Le clin d’œil du nouveau nom Phoenix en dit long sur l’histoire de ce lieu, souvent enterré mais jamais mort. Cet hôtel-restaurant (La Croix d’or) construit en 1989 s’était ensuite transformé en cabaret avec un certain succès. Mais son propriétaire Michel Vuarnoz n’a pas eu de chance : « Chacun de mes locataires est reparti en laissant une grosse ardoise derrière lui. » La dernière bataille judiciaire en date l’a empêché de reprendre possession de l’établissement de longues années.

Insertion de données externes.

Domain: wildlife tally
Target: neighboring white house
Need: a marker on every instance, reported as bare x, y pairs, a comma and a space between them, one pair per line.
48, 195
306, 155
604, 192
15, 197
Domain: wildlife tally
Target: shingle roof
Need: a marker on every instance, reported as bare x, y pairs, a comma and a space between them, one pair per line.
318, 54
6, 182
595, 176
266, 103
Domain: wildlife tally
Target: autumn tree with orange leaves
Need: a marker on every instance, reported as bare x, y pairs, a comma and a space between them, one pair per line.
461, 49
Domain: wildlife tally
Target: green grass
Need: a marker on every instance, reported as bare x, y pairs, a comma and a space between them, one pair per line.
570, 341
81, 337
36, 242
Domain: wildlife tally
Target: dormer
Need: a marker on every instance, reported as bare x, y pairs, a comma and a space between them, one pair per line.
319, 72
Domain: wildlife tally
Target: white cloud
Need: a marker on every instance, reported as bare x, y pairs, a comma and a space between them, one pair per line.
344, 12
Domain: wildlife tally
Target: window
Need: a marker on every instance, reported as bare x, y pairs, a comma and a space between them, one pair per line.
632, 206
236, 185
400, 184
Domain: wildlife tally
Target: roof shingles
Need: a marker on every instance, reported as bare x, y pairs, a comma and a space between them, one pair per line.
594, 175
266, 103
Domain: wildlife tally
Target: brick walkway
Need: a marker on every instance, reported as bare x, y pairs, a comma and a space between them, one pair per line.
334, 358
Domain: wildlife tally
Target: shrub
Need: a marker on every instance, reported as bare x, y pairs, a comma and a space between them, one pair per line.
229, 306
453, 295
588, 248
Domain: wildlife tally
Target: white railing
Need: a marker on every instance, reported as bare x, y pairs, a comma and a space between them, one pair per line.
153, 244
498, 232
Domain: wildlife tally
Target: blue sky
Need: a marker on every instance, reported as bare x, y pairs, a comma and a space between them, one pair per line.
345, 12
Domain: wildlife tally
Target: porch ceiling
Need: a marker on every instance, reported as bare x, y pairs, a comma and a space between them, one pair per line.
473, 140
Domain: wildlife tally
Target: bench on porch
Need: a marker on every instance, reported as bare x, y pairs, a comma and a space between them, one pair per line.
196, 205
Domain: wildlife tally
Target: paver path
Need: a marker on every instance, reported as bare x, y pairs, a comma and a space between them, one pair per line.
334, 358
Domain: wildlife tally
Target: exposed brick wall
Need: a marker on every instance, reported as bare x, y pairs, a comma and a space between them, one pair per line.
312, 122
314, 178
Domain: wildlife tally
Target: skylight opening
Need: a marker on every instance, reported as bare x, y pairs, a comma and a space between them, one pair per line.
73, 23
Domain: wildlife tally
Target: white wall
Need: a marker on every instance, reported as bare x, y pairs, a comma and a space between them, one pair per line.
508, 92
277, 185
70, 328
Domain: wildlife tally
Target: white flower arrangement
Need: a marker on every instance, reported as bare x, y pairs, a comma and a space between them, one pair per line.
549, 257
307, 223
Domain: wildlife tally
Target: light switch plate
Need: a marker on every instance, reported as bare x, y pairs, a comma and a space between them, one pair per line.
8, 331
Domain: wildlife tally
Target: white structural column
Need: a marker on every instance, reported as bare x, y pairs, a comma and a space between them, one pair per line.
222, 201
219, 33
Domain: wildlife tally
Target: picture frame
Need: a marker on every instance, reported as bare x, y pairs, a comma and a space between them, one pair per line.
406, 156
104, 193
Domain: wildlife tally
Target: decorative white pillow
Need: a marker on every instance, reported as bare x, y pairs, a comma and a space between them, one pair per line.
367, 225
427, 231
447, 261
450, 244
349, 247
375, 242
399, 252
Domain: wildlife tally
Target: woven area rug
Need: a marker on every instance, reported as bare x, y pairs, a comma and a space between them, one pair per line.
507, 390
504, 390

C’est enfin chose faite depuis mai 2026 ! Le Phoenix du Locle rêve maintenant d’une nouvelle vie de bar-restaurant.
Lorsque vous entrez dans l’établissement loclois de la rue de la Côte 17, vous sentez instantanément que les murs ont du vécu. Un vécu pas toujours avouable : « J’aime bien cette petite anecdote amusante qui concerne l’aquarium de 6 mètres qui faisait office de bar. Chacun trouvait super amusant de boire l’apéro avec des poissons qui passent sous les verres mais c’est sûrement l’un des secrets les mieux gardés de la ville puisque les hommes n’allaient pas avouer à leurs femmes qu’ils avaient vu ça dans un cabaret », rigole le patron Michel Vuarnoz.
Le Memphis et la Pyramide avaient ouvert le même jour
L’homme est fier « d’avoir été le premier cabaret du Locle et probablement le dernier officiellement en activité (ndlr : il a cessé ses activités il y a une dizaine d’années). Je me rappelle que le Memphis avait ouvert exactement le même jour que le cabaret de la pyramide, le 1er septembre 1989. Il y a des dates qui ne s’oublient pas. » Le Memphis faisait aussi office de dancing et invitait des orchestres en plus de ses numéros de cabaret. « C’était un lieu vivant qui touchait à beaucoup de choses. » Aujourd’hui, tout est à reconstruire. Le Phoenix ne repart pas depuis l’état de cendres mais il cherche à se réinventer : « Depuis la réouverture en mai 2026, c’est un bar-apéritif ouvert de 17 h à 24 h, du mercredi au dimanche. On y propose aussi de la restauration. »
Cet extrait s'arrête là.